Graduated from INSA de Lyon and holds a DEA in electromagnetism, Christophe Fourtet is a long time enthusiast of science and technology, particularly radio and electromagnetism. This passion will take him to work on multiple radio projects in companies such as Thomson, TALCO, SAGEM, MOTOROLA, as a design engineer and as a technical manager. He has been working on topics such as PMR, then pioneering digital PMR as well as digital cellular, and then 3G / LTE. In fact, caught in the 90s as many radio specialists by the wave of cellular and its quest of broadband, he made a 180 degree turn starting to work on more "frugal" and "low footprint" radio systems, combining low power and high performance for a given service.
The modern UNB (Ultra Narrow Band) began to be born, and it is his meeting with Ludovic Le Moan, that triggered the spark of SIGFOX five years ago.

Abstract

The low power IoT, which will be the biggest market in IoT, requires a complete change of paradigm in radio infrastructure’s behavior and architecture. It is fundamental for the network to be “at the service” of objects, where classical radio networks impose heavy discipline on devices before any traffic. Additionally, because of required ultra low operation costs, heterogeneous shared spectrum usage will be mandatory.

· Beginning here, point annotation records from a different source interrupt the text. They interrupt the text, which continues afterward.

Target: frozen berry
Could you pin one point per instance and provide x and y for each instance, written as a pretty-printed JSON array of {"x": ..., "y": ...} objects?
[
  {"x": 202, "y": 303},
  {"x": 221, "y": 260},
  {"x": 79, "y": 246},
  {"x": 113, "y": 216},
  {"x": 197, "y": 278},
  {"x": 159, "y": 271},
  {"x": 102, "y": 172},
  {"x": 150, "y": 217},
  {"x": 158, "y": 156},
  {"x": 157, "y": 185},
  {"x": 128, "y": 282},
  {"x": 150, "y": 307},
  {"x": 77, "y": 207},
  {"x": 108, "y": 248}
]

Consequences of above points is the absolute necessity of using highly cognitive base station’s receivers as far as uplink is concerned, and highly flexible software defined transmitter for the downlinks. Last but not least, because of an obvious requirement for highest capacity as possible, and despite lack of discipline, those processes, or “instantiations” must be massively parallel and particularly sophisticated from signal separation stand point.
This leads to a level of SDR complexity that had never been practiced so far, where every latest technical development, in the domain of high definition A2D/D2A, signal processing architectures, digital platform, distributed computing, for instance, must be seriously considered right at the beginning of the project.